10 October 2009

A Dispatch from THE MOST COMFORTABLE COUCH EVER, Stockbridge, MA

Okay folks, here's the deal. I quit my job on Friday. This sounds very scary, doesn't it, as opposed to phrasing it: I got a new job, and gave my notice at the old job on Friday. Both are true. What's actually a little scary, just because it is different and I fear change, is that my new job is not in theatre. For the first time in the 5+ years since leaving college (or in the last 10 years, if we count all my theatre-work in college as actual work, which we could), my job will not be theatre-related. It is an important distinction: I am a freelance dramaturg and writer, and I'm working as a receptionist at a large charitable organization or I am a receptionist at a big charity. It's something I'm still figuring out.

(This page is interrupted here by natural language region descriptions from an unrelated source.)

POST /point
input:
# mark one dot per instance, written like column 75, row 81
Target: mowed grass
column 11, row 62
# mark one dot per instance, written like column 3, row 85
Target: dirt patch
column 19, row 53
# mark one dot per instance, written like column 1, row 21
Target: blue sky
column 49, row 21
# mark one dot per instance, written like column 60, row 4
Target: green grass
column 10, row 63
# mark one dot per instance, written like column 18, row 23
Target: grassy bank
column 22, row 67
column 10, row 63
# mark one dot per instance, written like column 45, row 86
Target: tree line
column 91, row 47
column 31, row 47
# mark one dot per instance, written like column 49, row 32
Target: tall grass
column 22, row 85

As I think I mentioned somewhere in the month-and-a-half of brain-melt, my theatre job was cut down to part-time at the start of September. This sucked. Mainly because I could barely live on the full-time salary so, you know, half of that... And also it made doing my job hard. And the sudden change was disorienting, the financial instability and uncertainty in general. Fun times.

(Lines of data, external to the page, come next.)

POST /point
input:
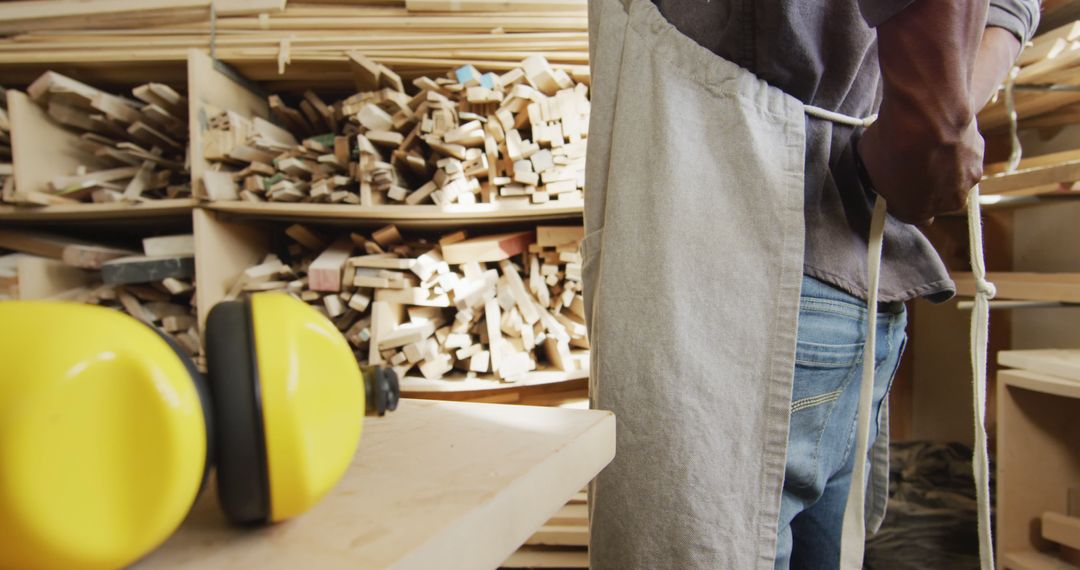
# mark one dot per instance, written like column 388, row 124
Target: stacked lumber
column 154, row 285
column 561, row 543
column 464, row 138
column 7, row 181
column 1051, row 58
column 416, row 37
column 138, row 145
column 496, row 306
column 167, row 304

I applied for half a bajillion jobs, from theatre jobs to random-ass craigslist stuff. I did not get either of the two awesome theatre jobs I applied for - on both counts, it seems, because my four years of literary office experience overqualified me. What I am not overqualified for: a receptionist job at a large charity; training to teach for a big test prep oranization. That is what I'm doing now.

What I'm also doing: figuring out what it means to not be defined by my job. As I said to a playwright from work - I'm leaving the realm of full-time theatre employment not entirely voluntarily, but I've not been violently forced from it, either. There are aspects of my (old) job that I've madly loved - mostly working with a flock of amazing, awesome playwrights - but a lot of working in theatre had started to really wear on me. It's like we're selling people something we have to convince them they want, and half the time what we're selling isn't that awesome to begin with. (I mean this in general, not just for my soon-to-be-former place of employment.) I haven't been able to tell how much of that fatigue was about where I was working, how much was theatre in general. Have I been on a career path based on what Jaime-five-years-ago wanted, rather than Jaime-right-now? I don't know. This will probably help me figure that out.

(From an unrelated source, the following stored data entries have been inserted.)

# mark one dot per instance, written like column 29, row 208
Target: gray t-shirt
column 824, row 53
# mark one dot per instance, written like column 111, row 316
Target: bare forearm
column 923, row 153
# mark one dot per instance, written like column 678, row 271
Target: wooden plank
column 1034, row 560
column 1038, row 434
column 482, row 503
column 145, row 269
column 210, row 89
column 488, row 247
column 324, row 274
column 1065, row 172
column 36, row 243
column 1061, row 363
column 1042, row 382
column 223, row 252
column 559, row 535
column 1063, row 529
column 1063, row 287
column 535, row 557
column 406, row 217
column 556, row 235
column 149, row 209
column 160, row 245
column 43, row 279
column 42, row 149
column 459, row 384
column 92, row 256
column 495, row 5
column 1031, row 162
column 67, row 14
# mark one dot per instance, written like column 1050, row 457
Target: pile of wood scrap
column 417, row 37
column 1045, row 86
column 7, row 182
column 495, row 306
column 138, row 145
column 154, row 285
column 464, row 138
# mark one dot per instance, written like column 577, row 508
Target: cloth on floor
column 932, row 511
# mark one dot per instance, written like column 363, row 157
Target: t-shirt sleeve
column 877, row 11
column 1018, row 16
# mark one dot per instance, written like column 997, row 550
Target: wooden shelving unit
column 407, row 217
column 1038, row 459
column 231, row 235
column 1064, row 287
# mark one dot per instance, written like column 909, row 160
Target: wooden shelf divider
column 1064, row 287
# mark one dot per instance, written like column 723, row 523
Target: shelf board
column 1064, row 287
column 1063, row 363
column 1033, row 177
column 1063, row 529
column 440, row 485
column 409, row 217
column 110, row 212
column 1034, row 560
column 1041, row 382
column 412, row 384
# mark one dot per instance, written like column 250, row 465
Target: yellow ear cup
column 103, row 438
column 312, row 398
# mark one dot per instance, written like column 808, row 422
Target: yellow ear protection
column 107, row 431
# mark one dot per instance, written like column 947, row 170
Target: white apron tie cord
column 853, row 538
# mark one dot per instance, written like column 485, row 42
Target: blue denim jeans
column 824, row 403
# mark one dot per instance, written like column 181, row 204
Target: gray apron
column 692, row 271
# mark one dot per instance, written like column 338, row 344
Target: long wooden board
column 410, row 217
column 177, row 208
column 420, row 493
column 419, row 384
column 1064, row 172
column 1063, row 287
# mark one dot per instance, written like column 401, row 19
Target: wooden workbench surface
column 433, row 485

I probably would've preferred to figure that out by trying out my job at a different organization, but oh well! So I'm taking the other option - seeing what it's like to *not* work in theatre, at least in terms of employment. I'm still going to look for freelance dramaturgy and producing projects - probably more than I had been lately, since I'll have all of my theatrical energies to devote to that - and I'm also trying out this writing thing, which I've been dabbling in, to see how real I can make that. I've got a 2500-word essay on the supernatural/vampire-fighting powers of garlic due in November, so that's a start.

What this means for this blog is that I will actually be writing here, with actual content. Theatre, foodstuffs, counting down the days to the return of Inwood kayaking... stuff like that. There are plays I've seen and books I've read during my hiatus, and I will do some sort of catch-up post shortly. After that, it's you and me kid, and the future. (How long do we give me before I start answering my own phone with my receptionisty salutation?)


Jarrod Fischer said...

well heck that is some big stuff there.
i think they are dumbbutts to cut your hours, but i'm glad you're looking at it as an opportunity. go you!
while you figure stuff out, i'm greatly looking forward to reading more that you write, cuz that's always fun.

heather said...

The other day I called someone and when they answered I had to take a second to avoid saying "Hi, my name's Heather, I'm calling from RecordTrak..."

That means it's time for me to quit.

joshcon80 said...

Damn! I was hoping I had a friendly face at that theater now. Ah well...

As a playwright who has worked in another field since college, and as somebody with many friends in theater day jobs, I say good on you. I can't help noticing that my output dwarfs a lot of my friends who have administration jobs at theaters.

Also, my day job is in Marketing in Film & Television, which has made me a WAY better writer.